Isu soal revisi TBA sebenarnya telah lama mencuat. Para pelaku sekaligus Asosiasi Perusahaan Penerbangan Sipil Nasional Indonesia (INACA) serta sejumlah pengamat penerbangan menyuarakan pentingnya revisi regulasi tersebut agar maskapai bisa bertahan.
Menurut Gatot, setidaknya ada sejumlah solusi yang dapat dipertimbangkan pemerintah guna menyehatkan industri penerbangan dalam negeri. Cakupan ini berlaku dari persoalan TBA hingga biaya-biaya komponen tiket.
Pertama, pemerintah dapat menaikkan TBA sehingga pendapatan maskapai bisa meningkat setidaknya menyamai, bahkan melebihi biaya yang dikeluarkan. Namun, imbas kenaikan harga tiket akan memicu protes masyarakat.

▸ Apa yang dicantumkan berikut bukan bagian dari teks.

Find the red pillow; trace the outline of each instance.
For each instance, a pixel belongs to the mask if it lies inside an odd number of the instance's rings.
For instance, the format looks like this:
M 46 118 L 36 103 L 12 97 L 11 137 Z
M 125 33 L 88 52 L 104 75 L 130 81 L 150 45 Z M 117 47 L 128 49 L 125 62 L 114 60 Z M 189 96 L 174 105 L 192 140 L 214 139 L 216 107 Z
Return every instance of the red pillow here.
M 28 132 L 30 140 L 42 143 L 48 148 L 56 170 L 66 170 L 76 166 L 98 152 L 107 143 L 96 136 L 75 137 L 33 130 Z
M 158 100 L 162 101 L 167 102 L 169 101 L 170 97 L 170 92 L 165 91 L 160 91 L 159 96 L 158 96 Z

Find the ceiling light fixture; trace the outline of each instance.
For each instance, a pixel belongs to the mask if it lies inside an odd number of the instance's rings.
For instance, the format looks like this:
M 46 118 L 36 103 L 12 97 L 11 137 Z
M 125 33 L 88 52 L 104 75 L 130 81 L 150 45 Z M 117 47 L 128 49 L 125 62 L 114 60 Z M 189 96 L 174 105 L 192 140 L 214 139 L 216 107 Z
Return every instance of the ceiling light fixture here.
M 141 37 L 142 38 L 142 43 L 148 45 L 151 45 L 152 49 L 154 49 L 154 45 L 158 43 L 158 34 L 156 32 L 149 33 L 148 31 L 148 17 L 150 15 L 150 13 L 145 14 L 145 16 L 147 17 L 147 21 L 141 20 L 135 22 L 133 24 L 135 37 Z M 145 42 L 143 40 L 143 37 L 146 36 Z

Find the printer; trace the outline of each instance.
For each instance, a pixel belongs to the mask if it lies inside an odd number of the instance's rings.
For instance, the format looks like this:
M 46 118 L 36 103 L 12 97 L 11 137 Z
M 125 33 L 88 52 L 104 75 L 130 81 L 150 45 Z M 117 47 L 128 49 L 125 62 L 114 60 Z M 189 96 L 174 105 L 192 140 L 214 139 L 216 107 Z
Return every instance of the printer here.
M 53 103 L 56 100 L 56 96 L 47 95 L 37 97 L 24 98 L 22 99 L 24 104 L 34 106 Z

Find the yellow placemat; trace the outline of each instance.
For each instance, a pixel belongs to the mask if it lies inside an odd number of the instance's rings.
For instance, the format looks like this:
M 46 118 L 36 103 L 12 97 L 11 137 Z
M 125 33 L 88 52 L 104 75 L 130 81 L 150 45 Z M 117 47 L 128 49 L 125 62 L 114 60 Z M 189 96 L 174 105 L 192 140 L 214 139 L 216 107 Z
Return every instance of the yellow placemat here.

Kedua, pemerintah bisa menurunkan biaya-biaya yang timbul dalam komponen tiket. Beberapa contohnya menurunkan harga avtur, menghapus sejumlah pajak, bea masuk, kemudahan impor pesawat, serta subsidi biaya pelayanan jasa penumpang (PSC). Dampaknya, TBA serta harga tiket bisa dipertahankan, bahkan menurun. Namun, pemerintah mengeluarkan biaya lebih guna menyubsidi serta berkurangnya penerimaan pajak.